Na komputerowych wizualizacjach projekt wygląda naprawdę imponująco. Miasto ma powstać nad brzegiem morza w północno-zachodniej Arabii Saudyjskiej. Zuchwała „linia”, która rzuca wyzwanie urbanistyce, ma mieć 170 kilometrów długości i zaledwie 200 metrów szerokości.
Według autorów konceptu ma to być realizacja pomysłu na budowę pionowych miast. W ten sposób będzie można zaoszczędzić przestrzeń i surowce, a do tego odciążyć przyrodę bez obniżenia poziomu komfortu dla mieszkańców. W pozbawionym dróg mieście nie będzie samochodów, a więc spalin, dodatkowo całe jego zasilanie ma być oparte o źródła odnawialnej energii. Docelowo ma w nim zamieszkać 9 milionów ludzi na 34 kilometrach kwadratowych. Niektórzy komentatorzy porównują jednak pomysł zamkniętego między szklanymi ścianami miasta do więzienia, które jeszcze mocniej oddzieli człowieka od świata.
Kafala: współczesne niewolnictwo
Ile osób umrze, by powstał kolejny pomnik naftowych szejków? To wbrew pozorom bardzo zasadne pytanie i niestety pozostanie bez odpowiedzi. Arabia Saudyjska od lat stara się zachwycać świat kolejnymi urbanistycznymi projektami, zamienianiem całych obszarów pustyni w tętniące życiem osiedla. Pieniądze z ropy naftowej to jednak nie jedyna rzecz, która pomaga im osiągać tak niesamowite wyniki w ujarzmianiu przyrody. Osobnym zasobem są ludzie.
Słyszeliście kiedyś o czymś takim jak kafala? To słowo ma dwa znaczenia. Pierwsze odnosi się do adopcji dzieci. Wedle prawa koranicznego tradycja kafali oznacza roztoczenie opieki nad przybranym dzieckiem. Reguluje relacje i nakazuje nadanie nazwiska ojca oraz objęcie opieką dziecka jako przyjaciela w wierze.
Jest jednak jeszcze jedna kafala. Ta określa relację pracownika i pracodawcy. Jest to system oparty na relacji sponsorskiej, który stosuje się w szeregu krajów, w tym w Kuwejcie, Katarze i Arabii Saudyjskiej. Występuje przede wszystkim w branży budowlanej, która wciąż potrzebuje nowych niewykwalifikowanych robotników i robotnic. Znajduje ich w osobach migrujących z najbiedniejszych krajów.

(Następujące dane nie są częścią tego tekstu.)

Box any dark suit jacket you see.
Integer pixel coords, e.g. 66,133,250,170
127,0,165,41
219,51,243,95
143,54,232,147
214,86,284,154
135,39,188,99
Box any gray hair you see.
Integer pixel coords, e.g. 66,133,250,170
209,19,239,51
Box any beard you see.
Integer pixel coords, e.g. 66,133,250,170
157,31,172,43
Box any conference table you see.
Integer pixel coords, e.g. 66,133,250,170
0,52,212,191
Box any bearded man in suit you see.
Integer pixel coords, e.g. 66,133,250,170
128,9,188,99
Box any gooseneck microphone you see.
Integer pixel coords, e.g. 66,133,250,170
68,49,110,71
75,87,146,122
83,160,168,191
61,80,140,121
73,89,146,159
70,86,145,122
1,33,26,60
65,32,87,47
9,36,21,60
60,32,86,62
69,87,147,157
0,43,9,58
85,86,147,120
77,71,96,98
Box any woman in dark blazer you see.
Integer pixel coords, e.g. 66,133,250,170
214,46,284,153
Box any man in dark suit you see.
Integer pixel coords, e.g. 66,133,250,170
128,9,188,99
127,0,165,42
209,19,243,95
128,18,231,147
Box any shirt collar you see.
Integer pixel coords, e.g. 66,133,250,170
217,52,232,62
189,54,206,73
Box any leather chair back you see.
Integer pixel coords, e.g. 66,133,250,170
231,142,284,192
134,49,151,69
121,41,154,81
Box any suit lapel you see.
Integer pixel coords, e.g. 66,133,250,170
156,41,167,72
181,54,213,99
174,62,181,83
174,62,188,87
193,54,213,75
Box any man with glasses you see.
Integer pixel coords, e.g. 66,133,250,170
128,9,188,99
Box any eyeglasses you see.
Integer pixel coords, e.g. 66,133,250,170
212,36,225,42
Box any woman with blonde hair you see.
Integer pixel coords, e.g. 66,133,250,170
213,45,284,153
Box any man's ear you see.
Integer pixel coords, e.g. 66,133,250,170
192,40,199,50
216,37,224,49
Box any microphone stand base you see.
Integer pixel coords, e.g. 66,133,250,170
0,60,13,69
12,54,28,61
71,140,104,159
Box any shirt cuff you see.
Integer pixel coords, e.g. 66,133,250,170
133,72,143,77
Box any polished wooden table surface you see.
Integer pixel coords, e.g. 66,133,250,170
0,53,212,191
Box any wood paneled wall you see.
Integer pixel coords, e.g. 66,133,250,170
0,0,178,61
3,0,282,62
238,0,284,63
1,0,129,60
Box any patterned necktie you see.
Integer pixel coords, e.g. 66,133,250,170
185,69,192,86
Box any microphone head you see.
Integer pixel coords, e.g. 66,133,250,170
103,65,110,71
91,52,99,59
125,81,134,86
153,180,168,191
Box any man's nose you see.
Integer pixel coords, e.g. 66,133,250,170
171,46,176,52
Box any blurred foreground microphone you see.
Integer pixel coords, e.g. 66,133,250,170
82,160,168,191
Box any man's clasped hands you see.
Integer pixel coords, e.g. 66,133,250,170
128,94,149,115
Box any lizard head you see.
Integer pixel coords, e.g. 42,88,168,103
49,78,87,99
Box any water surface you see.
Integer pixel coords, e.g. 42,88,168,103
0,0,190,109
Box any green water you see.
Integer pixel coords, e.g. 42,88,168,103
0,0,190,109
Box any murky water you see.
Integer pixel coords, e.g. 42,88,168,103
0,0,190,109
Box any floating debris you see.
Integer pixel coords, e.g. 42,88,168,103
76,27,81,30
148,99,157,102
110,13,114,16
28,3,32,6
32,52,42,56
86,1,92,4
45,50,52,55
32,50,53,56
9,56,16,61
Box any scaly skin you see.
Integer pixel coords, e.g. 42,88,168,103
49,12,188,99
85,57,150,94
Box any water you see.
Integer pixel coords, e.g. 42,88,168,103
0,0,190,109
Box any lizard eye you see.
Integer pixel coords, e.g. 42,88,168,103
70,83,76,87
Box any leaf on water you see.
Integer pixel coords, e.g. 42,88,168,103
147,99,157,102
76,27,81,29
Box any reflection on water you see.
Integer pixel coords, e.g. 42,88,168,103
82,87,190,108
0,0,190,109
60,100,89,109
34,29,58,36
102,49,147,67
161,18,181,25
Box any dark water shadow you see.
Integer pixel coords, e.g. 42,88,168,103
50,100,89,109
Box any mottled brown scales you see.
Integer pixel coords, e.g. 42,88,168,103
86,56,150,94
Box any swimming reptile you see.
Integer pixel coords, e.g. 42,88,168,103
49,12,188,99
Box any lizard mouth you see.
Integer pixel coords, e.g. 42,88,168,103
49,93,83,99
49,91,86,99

Objęty takim kontraktem pracownik staje się de facto własnością patrona, nazywanego kafilem. Nie może opuścić kraju bez pisemnej zgody opiekuna, który najczęściej po prostu zabiera mu dokumenty. Kafil zapewnia pracownikowi transport, mieszkanie i utrzymanie na miejscu. Jednak na miejscu pracownicy najczęściej odcinani są od możliwości powrotu, kontaktu z rodziną lub szukania pomocy w przypadku nadużyć. W ten sposób mogą trwać w niewoli przez lata, nie dostając statusu rezydenta lub jakiejkolwiek opieki prawnej. Organizacje zajmujące się obroną praw człowieka mówią jasno: to nowoczesna forma niewolnictwa.
Władze Arabii Saudyjskiej zapowiedziały zmiany prawne do 2030, które doprowadzą do ograniczenia takich praktyk. Jednak obecne raporty organizacji pozarządowych zwracają uwagę na to, że kafala niestety wciąż jest stosowana.